Its the "Smart Engage" switch that broke off and fell inside some how. I got it out but now I can't use the "smart engage" option unless you flip it with an plastic tweezer.

Seller offer and exchange and said he will pay for shipping both ways (for me to send it and for replacement). So far so good, I will hook it up later today and take pics also.

I have to say its EXTREMLY sexy and the real wood is just a turn on, lol. But by looking at those guts, its not very impressive. Could you let us know what type of transistors it uses for its output, it looks like it only has 6 (T-220) transistors which we all know their only capable to 100watts each.

Dont get me wrong I notice the fan and heatsink design of this amplifier. So it must be very efficient on the thermal section. That might help to make it more reliable but very hard to believe it puts out 680watts with just those transistors.


----------



## Darth SQ

TrickyRicky said:


> real wood is just a turn on


Wait for it..................

I just can't....it's just too easy. 

Bret
PPI-ART COLLECTOR


----------



## TrickyRicky

PPI-ART COLLECTOR said:


> Wait for it..................
> 
> I just can't....it's just too easy.
> 
> Bret
> PPI-ART COLLECTOR


LOL, I know where you going on this one, lol. Now when have you seen a vehicle amplifier with real wood for looks?

Plus you can flip it around and stain it to your own choice, heck even laminate it.


----------



## mos805

I have one question to all that have one already, that I could not find an answer to. Can the amp take a 4 gauge wire directly in or would I have to purchase a distribution block and bring it down to 8 gauge before plugging the power wire into the amp?


----------



## TrickyRicky

mos805 said:


> I have one question to all that have one already, that I could not find an answer to. Can the amp take a 4 gauge wire directly in or would I have to purchase a distribution block and bring it down to 8 gauge before plugging the power wire into the amp?

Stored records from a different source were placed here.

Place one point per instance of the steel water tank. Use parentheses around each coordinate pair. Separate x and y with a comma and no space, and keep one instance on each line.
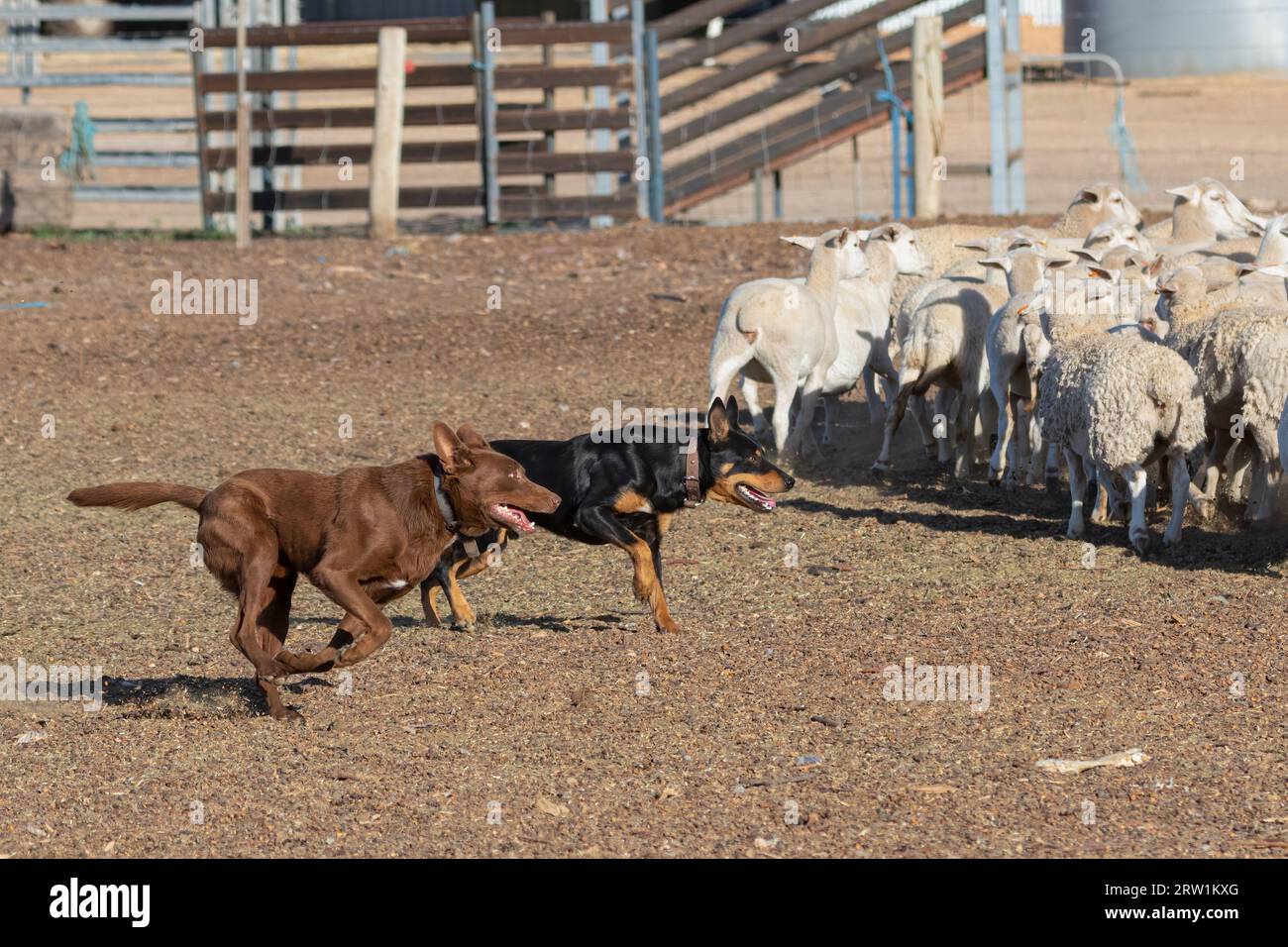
(1183,38)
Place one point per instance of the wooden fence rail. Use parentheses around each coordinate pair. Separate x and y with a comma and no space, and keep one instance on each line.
(516,155)
(842,112)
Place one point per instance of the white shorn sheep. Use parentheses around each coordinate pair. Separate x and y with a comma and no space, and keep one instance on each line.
(944,346)
(1115,405)
(863,318)
(785,331)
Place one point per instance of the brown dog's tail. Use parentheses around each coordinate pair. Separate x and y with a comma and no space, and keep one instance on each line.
(136,496)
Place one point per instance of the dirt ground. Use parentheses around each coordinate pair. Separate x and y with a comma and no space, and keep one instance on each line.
(565,716)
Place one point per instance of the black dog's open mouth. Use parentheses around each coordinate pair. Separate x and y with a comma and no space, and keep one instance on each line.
(511,517)
(754,497)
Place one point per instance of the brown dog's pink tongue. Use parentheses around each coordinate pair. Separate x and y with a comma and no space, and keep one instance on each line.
(519,517)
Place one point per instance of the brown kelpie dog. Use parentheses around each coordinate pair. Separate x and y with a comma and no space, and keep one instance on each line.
(623,492)
(364,538)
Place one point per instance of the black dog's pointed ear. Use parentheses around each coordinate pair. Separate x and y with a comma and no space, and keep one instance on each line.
(472,438)
(454,455)
(732,412)
(717,420)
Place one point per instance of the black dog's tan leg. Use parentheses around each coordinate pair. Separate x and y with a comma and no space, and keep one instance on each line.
(429,590)
(648,585)
(603,522)
(463,616)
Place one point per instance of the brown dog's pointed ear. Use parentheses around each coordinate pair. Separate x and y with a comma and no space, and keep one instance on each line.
(732,411)
(472,438)
(451,453)
(717,420)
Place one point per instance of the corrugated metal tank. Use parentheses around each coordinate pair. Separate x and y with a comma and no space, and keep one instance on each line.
(1183,38)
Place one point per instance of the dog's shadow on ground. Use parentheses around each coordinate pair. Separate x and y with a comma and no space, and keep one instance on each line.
(184,693)
(553,622)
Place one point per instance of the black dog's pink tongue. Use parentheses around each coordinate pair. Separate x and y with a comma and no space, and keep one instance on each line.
(519,517)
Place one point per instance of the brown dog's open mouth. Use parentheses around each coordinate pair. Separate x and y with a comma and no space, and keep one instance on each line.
(511,517)
(755,499)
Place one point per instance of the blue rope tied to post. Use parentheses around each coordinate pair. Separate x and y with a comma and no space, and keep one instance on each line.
(78,158)
(1122,140)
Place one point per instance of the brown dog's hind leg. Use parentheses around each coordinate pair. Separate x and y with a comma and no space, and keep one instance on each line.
(271,628)
(348,592)
(304,661)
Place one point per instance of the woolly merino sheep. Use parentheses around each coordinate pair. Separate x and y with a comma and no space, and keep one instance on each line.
(1116,405)
(782,331)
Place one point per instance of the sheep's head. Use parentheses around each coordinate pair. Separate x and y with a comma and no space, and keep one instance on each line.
(1004,243)
(842,245)
(1103,202)
(1183,286)
(1034,344)
(1209,208)
(1115,234)
(1274,243)
(902,241)
(1026,268)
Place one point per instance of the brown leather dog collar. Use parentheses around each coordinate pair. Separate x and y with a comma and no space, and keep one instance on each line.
(692,480)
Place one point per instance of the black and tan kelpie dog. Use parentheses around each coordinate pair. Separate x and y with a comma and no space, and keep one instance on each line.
(623,495)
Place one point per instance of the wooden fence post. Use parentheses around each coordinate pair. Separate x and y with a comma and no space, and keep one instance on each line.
(243,131)
(548,98)
(484,60)
(656,184)
(386,136)
(927,112)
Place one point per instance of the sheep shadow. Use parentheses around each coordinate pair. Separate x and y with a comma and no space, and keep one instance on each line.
(1019,512)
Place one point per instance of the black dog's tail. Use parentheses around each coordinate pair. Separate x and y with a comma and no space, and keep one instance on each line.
(136,496)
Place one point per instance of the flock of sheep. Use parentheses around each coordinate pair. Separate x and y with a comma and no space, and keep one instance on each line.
(1119,350)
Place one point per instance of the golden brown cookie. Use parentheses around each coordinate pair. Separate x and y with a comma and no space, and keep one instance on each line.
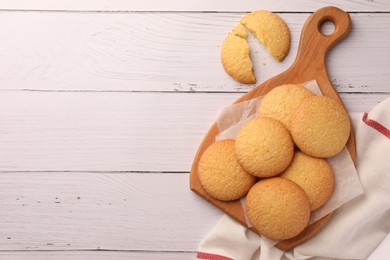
(271,30)
(235,56)
(221,175)
(313,175)
(264,147)
(320,126)
(277,208)
(281,101)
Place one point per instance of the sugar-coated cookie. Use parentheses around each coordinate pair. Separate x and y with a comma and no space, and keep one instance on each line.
(313,175)
(320,126)
(235,56)
(277,208)
(271,30)
(281,101)
(264,147)
(221,175)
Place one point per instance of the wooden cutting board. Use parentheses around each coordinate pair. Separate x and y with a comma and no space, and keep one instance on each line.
(309,64)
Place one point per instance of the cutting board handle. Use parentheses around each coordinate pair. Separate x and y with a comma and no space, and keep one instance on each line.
(312,35)
(313,46)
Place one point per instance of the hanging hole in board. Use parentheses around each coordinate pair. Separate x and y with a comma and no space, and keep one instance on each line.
(327,27)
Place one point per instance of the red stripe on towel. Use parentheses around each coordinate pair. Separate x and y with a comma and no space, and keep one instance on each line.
(377,126)
(209,256)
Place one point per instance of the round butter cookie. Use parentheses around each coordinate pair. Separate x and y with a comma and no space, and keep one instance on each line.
(277,208)
(313,175)
(235,56)
(264,147)
(320,126)
(281,101)
(270,30)
(221,175)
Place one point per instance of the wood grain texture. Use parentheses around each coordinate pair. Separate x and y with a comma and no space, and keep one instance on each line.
(113,131)
(167,52)
(84,211)
(95,255)
(200,5)
(309,64)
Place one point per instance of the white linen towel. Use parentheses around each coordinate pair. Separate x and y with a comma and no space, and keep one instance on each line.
(354,230)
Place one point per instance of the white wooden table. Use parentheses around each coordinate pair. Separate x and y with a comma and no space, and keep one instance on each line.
(104,103)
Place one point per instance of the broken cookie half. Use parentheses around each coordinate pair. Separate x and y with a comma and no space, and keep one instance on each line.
(235,56)
(269,29)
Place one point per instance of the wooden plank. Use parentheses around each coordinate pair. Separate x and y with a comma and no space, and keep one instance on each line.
(94,255)
(100,131)
(84,211)
(200,5)
(152,52)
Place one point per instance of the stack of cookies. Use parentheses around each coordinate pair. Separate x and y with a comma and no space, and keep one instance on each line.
(278,160)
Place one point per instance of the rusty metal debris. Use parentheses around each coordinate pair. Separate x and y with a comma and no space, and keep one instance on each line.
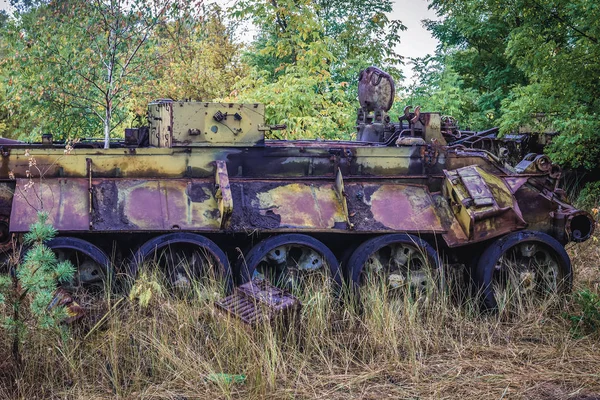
(258,302)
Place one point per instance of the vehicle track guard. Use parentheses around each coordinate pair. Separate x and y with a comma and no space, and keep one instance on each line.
(339,189)
(223,193)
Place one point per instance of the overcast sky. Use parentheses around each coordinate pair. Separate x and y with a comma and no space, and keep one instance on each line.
(416,40)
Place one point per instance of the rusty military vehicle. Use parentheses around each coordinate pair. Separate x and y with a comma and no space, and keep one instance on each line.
(200,190)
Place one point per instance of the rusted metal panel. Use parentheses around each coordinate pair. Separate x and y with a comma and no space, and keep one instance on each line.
(65,200)
(183,124)
(339,190)
(286,205)
(301,205)
(223,193)
(150,205)
(395,207)
(258,302)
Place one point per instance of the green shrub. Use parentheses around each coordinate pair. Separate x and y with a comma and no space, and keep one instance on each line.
(589,197)
(26,294)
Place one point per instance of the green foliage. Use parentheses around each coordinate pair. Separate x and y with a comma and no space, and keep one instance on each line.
(587,320)
(72,65)
(197,58)
(305,56)
(523,58)
(33,284)
(589,197)
(440,88)
(146,289)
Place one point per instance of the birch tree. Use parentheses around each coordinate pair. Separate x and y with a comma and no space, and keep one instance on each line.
(74,63)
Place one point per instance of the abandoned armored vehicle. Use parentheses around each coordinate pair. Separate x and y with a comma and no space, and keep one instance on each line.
(201,187)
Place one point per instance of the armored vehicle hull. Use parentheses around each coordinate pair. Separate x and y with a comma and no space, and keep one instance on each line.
(201,188)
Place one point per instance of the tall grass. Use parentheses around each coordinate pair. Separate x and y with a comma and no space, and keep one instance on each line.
(381,347)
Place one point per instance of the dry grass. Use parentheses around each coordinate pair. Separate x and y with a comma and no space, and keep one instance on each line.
(393,349)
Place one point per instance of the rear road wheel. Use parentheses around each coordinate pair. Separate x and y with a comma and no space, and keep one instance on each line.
(522,267)
(398,262)
(289,261)
(184,257)
(85,293)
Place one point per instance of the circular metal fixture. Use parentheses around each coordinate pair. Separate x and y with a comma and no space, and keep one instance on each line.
(287,259)
(522,266)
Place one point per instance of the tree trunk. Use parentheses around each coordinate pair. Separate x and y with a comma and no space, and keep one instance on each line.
(107,128)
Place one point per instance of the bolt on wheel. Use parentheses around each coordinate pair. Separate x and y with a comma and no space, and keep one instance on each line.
(399,263)
(523,268)
(183,258)
(85,292)
(291,261)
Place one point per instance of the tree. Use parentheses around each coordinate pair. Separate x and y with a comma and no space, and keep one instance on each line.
(305,55)
(74,63)
(526,57)
(197,57)
(290,71)
(33,284)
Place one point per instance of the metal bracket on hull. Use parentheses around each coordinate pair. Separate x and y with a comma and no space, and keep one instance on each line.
(339,189)
(223,193)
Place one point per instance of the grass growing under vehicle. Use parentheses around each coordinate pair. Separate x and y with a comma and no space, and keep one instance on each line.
(397,348)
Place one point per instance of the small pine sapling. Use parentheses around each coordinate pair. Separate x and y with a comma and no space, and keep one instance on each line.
(26,295)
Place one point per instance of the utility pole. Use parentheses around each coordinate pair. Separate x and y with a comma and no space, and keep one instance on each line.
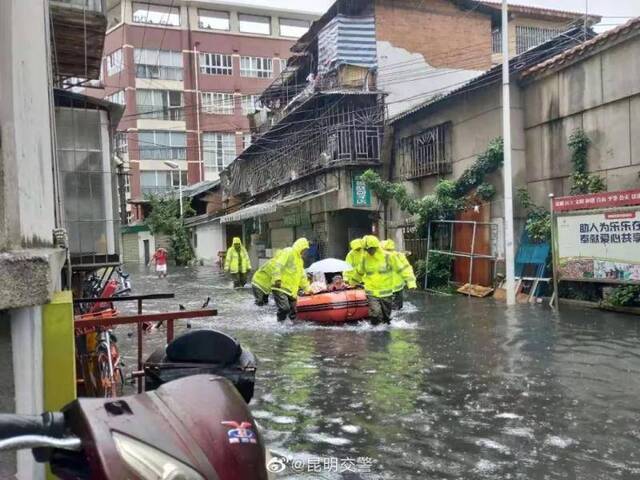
(506,170)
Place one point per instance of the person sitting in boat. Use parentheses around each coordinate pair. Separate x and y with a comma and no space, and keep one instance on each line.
(353,258)
(376,271)
(404,277)
(237,263)
(337,284)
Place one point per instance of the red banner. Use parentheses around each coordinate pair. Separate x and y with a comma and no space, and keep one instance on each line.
(597,200)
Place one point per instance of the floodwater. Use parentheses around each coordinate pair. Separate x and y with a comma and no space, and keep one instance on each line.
(455,388)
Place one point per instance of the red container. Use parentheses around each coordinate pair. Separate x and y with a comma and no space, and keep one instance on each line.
(333,307)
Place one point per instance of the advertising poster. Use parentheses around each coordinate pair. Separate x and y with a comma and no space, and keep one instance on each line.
(599,246)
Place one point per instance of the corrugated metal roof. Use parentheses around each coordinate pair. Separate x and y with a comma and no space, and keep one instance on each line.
(631,28)
(517,65)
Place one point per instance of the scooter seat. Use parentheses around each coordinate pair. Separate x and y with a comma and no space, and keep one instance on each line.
(204,346)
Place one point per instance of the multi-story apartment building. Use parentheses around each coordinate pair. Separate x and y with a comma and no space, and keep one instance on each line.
(188,73)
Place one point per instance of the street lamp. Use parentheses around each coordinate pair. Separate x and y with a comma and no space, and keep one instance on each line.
(175,166)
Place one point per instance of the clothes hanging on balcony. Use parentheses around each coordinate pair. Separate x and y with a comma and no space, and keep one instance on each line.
(347,40)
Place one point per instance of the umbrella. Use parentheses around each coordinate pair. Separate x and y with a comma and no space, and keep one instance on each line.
(329,265)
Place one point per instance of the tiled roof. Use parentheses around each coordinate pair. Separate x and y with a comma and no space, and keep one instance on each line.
(539,11)
(517,65)
(632,27)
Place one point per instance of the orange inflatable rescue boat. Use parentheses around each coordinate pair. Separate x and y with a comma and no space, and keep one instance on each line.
(341,306)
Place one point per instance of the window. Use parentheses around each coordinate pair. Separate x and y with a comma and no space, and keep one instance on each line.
(156,14)
(160,104)
(218,150)
(425,153)
(213,20)
(249,104)
(120,141)
(117,97)
(293,28)
(246,140)
(162,145)
(161,181)
(158,64)
(115,62)
(256,67)
(529,37)
(218,103)
(216,64)
(255,24)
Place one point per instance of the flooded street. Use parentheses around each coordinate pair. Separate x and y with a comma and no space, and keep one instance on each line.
(454,388)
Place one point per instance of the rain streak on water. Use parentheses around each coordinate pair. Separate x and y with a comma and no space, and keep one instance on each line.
(455,388)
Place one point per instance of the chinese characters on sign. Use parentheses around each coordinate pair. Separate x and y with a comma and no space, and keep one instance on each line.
(597,200)
(594,246)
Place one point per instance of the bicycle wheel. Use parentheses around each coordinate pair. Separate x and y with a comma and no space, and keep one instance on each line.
(107,385)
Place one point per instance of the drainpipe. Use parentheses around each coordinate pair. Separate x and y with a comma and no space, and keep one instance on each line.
(199,132)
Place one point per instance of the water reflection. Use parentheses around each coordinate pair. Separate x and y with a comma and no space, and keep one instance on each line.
(455,388)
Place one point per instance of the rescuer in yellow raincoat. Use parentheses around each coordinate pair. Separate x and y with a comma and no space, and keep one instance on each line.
(353,258)
(377,272)
(283,276)
(404,277)
(237,263)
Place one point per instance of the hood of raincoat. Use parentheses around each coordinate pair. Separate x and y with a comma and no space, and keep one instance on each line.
(388,245)
(356,244)
(301,244)
(370,241)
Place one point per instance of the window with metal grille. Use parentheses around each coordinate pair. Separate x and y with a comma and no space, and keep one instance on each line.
(115,62)
(117,97)
(218,150)
(158,64)
(216,64)
(259,67)
(213,20)
(254,24)
(496,40)
(156,14)
(160,104)
(162,145)
(529,37)
(425,153)
(248,103)
(217,103)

Good questions, I have mine but haven't hooked it up due to a problem with it (broken switch/poor QC) but am more than sure it will accept it, with 80amp fuse would require 4gauge cable).


----------



## rexroadj

TrickyRicky said:


> Okay fellas. I found out what it was. I got me some good news and bad news.
> 
> Good news - It was a piece of plastic (so it wont cause damage inside, but I removed it)
> Bad news - Its the plastic part of the "Smart Engage" switch, so now I can't switch it back or foward (which is not a real biggy because you either use the smart engage or not *without it you have to have a remote, with it you have to have hi-level inputs on the RCA's*).
> 
> 
> Seller told me to hook it up and if doesn't work return it. Problem is I need it NOW, I waited patiently 6 days to get it, and now I have to wait another two weeks (for me to send it, and for seller to send replacement) this is what bugs me.
> 
> 
> High chances are am sending it back.


The time it will take sucks, but if you have a chance to switch it out for one thats %100 then it would be crazy not to? Do it now and never worry again IMO.


----------



## Victor_inox

mos805 said:


> I have one question to all that have one already, that I could not find an answer to. Can the amp take a 4 gauge wire directly in or would I have to purchase a distribution block and bring it down to 8 gauge before plugging the power wire into the amp?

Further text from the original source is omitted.